The UK government has announced plans to centralise anti-money laundering and counter-terrorism financing (AML/CTF) oversight for legal, accountancy, and trust and company service providers (TCSPs) under the Financial Conduct Authority (FCA).
This restructuring follows the 2023 public consultation on reforming the country’s AML supervisory framework. Under the new approach, the Solicitors Regulation Authority (SRA)—currently the largest of the 22 professional bodies responsible for AML supervision—will see its role significantly reduced.
Other supervisory bodies and HM Revenue & Customs (HMRC) will also eventually cede their AML oversight functions within the professional services sector to the FCA.
The consultation process was prompted by a Financial Action Task Force (FATF) review, which highlighted inconsistencies and deficiencies in the UK’s system—particularly in the supervision of professional service firms. FATF’s findings revealed that many UK supervisors struggled to apply a risk-based approach effectively, leaving vulnerabilities in the country’s AML defences.
According to the government, the current landscape—with 23 separate supervisory authorities—has become “complex and fragmented,” hindering coordination and enforcement. Consolidation under a single public regulator is intended to streamline oversight, promote consistency, and enhance cooperation with law enforcement agencies.

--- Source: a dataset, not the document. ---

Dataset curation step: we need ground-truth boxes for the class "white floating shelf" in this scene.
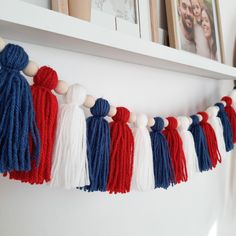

The FCA already regulates financial institutions for compliance with the Money Laundering, Terrorist Financing and Transfer of Funds (Information on the Payer) Regulations 2017. Expanding its remit to cover professional services will align AML supervision across more sectors of the economy.
The Office for Professional Body Anti-Money Laundering Supervision (OPBAS), which operates within the FCA, had been considered for an expanded role. However, HM Treasury ultimately opted for a Single Professional Services Supervisor (SPSS) model instead of extending OPBAS’s authority.
Once implemented, the FCA will oversee all legal, accountancy, and TCSP entities that fall under the scope of the 2017 Regulations. This includes firms currently monitored by professional body supervisors as well as those under HMRC’s jurisdiction.
The transition will depend on the enactment of enabling legislation, funding arrangements, and the development of a detailed implementation plan. HM Treasury is expected to issue a follow-up consultation in this month of November to define the FCA’s new supervisory powers and operational framework.